Coaching families with multiple problems
|PhD ceremony:||drs. T. (Tim) Tausendfreund|
|When:||March 05, 2015|
|Supervisors:||prof. dr. E.J. (Erik) Knorth, prof. dr. H.W.E. (Hans) Grietens|
|Co-supervisor:||dr. J. (Jana) Knot-Dickscheit|
|Where:||Academy building RUG|
|Faculty:||Behavioural and Social Sciences|
Families who face a multitude of severe and persistent problems in a number of different areas of life are commonly referred to as multi-problem families in Dutch child welfare. Although evidence suggests that short-term crisis interventions can have positive effects on these families, such programmes did not succeed sufficiently up to now in facilitating sustainable change. Alternatively, interventions that offer integrated care over longer periods of time have been developed but evaluation studies hardly are available yet.
This research project therefore explored a widely employed long-term family support programme in The Netherlands, called ‘Ten for the Future’ [Tien voor Toekomst]. A longitudinal prospective research design was applied. The project included 122 families over a period of four and a half years.
The results show that the intervention 'Ten for the Future' is associated with a significant decrease in family stress, especially within the first year of the intervention.

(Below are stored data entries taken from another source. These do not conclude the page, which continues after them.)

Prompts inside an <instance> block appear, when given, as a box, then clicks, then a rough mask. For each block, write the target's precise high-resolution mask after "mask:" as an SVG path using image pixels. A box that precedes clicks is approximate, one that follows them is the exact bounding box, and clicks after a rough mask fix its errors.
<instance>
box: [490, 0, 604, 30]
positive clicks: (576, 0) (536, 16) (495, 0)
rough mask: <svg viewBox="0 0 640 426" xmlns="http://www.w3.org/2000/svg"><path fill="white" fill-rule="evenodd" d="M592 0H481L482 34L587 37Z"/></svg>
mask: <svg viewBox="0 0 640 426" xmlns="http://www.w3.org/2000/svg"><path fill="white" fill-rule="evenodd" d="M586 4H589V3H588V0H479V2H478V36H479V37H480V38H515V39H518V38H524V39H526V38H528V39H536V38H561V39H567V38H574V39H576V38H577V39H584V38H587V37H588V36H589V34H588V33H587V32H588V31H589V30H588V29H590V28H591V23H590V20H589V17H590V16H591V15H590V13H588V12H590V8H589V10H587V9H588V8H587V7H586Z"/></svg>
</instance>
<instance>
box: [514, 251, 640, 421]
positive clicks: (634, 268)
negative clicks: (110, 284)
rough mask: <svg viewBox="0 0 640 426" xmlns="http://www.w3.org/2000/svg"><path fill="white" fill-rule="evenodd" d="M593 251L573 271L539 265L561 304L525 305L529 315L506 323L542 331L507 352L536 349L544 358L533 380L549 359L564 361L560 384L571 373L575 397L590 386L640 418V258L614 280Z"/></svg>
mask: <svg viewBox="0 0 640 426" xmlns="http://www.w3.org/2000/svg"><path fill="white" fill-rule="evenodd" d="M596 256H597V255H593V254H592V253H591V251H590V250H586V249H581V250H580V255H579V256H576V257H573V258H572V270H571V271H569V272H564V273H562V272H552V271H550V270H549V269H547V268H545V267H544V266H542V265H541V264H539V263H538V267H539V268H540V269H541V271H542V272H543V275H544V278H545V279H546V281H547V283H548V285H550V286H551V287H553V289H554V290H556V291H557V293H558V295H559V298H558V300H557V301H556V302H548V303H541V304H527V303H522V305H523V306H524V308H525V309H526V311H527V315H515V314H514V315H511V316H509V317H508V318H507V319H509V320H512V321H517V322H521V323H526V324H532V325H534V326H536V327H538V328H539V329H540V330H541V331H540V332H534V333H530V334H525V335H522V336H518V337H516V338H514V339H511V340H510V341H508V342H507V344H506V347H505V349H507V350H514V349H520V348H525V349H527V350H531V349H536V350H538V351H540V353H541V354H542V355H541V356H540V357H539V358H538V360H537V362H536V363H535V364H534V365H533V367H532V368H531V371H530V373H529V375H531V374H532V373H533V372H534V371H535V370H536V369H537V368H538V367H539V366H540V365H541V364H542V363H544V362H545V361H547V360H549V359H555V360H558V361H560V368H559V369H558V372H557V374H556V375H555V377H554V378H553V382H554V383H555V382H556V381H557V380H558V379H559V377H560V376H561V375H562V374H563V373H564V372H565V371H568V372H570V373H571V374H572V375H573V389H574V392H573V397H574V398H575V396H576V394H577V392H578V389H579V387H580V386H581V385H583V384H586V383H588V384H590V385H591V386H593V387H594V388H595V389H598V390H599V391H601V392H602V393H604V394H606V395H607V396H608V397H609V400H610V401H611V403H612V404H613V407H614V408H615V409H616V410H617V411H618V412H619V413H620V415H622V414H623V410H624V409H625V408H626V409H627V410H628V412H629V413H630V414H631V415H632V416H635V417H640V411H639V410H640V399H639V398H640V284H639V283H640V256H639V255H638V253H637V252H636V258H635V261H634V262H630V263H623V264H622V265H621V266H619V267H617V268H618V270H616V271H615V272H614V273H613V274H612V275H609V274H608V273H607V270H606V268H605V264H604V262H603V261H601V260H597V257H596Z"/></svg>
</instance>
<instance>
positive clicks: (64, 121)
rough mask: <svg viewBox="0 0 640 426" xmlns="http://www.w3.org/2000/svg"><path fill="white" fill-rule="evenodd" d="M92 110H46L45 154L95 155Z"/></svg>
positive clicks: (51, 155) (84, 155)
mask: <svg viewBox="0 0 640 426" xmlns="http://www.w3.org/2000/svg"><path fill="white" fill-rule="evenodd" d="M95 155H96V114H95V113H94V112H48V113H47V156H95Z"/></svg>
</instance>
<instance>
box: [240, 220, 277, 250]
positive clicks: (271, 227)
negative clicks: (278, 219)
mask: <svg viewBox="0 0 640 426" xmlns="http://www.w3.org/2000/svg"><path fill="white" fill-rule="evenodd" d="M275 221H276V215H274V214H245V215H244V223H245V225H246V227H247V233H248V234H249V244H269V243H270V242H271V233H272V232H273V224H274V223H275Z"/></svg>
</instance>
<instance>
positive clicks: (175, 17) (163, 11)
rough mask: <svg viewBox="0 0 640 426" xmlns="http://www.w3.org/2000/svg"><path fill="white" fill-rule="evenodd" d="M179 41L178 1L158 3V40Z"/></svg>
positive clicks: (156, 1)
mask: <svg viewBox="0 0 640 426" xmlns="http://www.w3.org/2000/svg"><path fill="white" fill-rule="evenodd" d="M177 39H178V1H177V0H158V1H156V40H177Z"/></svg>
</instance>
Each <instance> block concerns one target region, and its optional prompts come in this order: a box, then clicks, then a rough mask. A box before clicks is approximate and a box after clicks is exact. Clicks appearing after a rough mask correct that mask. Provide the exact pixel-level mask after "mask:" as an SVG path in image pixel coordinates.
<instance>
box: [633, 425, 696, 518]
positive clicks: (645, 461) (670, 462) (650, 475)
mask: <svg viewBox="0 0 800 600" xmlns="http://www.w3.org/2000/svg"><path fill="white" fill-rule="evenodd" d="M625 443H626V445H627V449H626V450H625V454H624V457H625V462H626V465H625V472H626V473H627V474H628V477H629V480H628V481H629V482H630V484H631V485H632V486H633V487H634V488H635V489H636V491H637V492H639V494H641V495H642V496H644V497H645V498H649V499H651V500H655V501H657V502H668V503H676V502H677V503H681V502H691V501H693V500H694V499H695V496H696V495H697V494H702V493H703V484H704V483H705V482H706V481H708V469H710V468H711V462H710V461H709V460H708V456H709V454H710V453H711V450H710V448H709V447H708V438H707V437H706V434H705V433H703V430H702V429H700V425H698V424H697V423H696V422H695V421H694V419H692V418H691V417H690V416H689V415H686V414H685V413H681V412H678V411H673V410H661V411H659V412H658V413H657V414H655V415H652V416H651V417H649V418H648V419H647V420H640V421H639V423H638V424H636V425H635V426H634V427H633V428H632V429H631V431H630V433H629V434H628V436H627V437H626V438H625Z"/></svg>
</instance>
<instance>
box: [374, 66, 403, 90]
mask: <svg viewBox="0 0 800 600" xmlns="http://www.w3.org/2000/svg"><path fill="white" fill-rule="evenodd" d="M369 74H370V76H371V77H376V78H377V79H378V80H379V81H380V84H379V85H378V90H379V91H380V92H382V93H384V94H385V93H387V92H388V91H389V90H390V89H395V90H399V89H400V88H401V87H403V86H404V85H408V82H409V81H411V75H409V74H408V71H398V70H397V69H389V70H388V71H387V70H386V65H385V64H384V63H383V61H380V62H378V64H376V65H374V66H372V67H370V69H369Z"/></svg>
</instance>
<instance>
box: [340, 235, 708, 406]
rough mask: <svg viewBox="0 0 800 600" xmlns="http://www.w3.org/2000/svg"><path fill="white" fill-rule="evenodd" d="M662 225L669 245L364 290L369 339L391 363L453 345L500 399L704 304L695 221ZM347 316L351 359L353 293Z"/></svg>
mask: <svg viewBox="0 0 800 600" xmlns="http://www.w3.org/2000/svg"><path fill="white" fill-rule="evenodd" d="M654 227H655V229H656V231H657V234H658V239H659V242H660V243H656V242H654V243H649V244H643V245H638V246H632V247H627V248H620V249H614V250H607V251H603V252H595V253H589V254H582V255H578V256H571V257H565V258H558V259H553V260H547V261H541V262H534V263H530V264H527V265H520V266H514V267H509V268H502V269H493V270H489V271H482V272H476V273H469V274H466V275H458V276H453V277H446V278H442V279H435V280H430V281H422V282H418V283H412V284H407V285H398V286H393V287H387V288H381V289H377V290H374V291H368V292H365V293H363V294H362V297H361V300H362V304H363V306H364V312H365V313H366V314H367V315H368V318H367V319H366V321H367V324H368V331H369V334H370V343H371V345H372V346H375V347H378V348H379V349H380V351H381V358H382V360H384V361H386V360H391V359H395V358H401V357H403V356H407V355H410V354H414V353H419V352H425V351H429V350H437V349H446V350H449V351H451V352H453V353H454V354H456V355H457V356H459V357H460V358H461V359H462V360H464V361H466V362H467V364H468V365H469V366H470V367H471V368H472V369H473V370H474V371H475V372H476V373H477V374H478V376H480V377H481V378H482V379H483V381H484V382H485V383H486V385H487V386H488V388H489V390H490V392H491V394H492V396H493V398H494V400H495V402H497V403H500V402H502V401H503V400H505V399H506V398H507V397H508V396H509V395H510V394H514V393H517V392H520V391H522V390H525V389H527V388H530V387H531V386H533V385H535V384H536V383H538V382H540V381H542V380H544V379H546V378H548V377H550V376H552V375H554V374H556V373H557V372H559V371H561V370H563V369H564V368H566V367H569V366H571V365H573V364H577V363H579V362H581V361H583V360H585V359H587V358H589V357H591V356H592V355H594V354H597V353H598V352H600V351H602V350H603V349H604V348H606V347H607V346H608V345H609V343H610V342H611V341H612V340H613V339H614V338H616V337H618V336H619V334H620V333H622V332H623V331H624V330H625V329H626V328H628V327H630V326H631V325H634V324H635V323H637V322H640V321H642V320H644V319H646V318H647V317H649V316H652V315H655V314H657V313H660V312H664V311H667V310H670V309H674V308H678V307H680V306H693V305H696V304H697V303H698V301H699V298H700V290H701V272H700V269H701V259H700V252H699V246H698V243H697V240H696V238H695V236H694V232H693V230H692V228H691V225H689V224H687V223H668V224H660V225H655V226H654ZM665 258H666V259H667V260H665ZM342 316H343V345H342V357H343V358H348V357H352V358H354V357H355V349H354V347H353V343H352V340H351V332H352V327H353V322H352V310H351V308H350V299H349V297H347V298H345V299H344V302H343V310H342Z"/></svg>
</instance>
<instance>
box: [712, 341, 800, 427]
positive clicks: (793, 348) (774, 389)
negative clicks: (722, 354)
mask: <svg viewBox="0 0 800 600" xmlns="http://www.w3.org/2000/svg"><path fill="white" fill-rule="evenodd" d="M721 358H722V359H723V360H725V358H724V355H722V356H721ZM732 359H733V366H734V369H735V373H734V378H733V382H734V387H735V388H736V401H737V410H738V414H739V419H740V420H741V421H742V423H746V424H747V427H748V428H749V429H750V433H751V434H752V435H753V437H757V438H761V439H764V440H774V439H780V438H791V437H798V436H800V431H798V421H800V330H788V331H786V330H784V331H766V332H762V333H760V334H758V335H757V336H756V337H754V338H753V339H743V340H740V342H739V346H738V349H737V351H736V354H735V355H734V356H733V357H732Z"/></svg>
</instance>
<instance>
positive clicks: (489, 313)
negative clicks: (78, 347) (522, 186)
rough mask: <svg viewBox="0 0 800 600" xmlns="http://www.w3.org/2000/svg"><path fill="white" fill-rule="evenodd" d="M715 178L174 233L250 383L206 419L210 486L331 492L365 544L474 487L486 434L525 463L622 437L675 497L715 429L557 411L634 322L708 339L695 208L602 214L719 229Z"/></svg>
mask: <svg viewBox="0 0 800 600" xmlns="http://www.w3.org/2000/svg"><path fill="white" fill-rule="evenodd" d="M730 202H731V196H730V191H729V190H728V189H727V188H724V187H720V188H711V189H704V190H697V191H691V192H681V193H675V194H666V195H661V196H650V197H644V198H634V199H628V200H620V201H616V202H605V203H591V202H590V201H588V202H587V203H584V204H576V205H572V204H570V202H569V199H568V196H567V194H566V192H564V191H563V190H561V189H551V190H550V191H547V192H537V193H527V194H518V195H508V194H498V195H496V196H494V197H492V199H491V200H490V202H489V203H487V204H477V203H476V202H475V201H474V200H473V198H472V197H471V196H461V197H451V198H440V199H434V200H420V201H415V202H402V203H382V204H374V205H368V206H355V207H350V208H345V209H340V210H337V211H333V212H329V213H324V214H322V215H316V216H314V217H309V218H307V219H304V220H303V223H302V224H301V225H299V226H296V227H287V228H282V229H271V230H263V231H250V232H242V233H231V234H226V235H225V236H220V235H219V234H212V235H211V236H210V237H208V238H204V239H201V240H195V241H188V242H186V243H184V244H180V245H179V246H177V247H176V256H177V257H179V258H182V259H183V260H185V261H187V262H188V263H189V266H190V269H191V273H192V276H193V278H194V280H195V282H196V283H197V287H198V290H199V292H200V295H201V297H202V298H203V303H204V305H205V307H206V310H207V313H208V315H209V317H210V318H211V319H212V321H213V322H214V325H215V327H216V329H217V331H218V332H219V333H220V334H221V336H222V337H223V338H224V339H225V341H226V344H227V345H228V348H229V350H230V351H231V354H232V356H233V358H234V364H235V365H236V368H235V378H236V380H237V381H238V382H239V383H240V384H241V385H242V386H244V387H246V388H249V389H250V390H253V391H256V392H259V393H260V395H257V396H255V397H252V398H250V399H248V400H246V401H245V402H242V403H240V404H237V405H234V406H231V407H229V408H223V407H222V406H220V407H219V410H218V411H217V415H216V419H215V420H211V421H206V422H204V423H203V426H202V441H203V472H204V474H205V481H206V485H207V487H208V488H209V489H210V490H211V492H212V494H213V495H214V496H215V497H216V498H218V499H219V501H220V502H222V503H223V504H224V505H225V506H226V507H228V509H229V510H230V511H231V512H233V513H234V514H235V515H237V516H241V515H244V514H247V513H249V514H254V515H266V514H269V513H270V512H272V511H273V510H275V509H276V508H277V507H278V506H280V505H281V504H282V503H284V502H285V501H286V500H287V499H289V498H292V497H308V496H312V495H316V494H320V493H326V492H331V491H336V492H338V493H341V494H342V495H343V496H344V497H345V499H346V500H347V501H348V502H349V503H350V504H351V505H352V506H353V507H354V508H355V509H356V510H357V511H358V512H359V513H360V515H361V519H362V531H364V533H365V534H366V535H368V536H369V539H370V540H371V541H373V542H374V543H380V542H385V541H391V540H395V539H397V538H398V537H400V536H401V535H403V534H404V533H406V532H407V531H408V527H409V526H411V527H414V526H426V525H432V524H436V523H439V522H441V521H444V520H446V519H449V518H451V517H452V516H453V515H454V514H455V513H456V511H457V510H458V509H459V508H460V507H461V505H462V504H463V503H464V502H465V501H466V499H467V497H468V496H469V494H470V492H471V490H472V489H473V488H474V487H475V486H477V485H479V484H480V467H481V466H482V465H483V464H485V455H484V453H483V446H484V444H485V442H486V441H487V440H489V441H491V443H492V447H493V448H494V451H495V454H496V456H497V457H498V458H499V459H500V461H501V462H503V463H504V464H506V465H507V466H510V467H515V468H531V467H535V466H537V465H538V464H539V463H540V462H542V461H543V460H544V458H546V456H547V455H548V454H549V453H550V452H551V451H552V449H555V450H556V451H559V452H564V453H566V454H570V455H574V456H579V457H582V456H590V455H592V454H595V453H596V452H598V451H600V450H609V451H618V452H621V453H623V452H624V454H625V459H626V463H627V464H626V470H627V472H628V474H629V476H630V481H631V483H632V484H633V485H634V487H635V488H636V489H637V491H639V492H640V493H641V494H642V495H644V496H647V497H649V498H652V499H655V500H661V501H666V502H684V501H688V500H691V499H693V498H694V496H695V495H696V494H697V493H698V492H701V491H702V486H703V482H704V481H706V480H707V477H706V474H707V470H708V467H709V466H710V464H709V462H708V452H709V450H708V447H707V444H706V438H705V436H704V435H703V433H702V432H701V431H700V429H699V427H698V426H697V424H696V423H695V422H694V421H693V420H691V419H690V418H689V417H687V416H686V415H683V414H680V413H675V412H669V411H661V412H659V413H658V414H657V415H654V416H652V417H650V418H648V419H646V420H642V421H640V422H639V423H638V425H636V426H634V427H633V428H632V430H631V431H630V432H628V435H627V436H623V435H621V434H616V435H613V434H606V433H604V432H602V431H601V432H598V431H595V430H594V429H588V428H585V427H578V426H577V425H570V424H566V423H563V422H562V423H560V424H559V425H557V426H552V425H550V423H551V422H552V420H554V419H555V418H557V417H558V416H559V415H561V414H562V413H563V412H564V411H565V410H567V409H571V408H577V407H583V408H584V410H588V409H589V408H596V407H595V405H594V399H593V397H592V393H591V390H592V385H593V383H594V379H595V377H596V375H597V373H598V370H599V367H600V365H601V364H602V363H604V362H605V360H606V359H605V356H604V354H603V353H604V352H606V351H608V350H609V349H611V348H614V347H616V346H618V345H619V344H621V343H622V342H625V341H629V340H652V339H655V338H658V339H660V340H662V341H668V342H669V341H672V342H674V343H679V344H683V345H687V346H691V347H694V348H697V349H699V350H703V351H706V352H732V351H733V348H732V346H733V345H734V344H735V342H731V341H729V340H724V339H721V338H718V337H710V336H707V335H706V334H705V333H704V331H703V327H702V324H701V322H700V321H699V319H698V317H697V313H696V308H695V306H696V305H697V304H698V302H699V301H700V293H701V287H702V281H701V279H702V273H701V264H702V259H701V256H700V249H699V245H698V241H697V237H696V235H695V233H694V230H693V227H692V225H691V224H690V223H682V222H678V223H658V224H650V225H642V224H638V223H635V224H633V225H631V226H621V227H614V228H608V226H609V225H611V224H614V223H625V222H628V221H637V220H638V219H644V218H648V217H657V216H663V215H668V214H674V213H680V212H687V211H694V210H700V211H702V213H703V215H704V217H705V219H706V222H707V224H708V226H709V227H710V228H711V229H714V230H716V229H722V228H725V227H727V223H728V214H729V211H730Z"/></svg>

Furthermore, families with lower initial family stress levels were found to have a higher chance to end the programme earlier. Child problem behaviour and family functioning show a lower magnitude and a less coherent pattern of change. This might be explained by a main focus of care workers on direct work with the parents, more than with the children.
It can be concluded that the long-term care programme has evident potential to decrease family stress. We suggest to develop dual care worker approaches that target not only parents but also offer allocated care for children at the same time.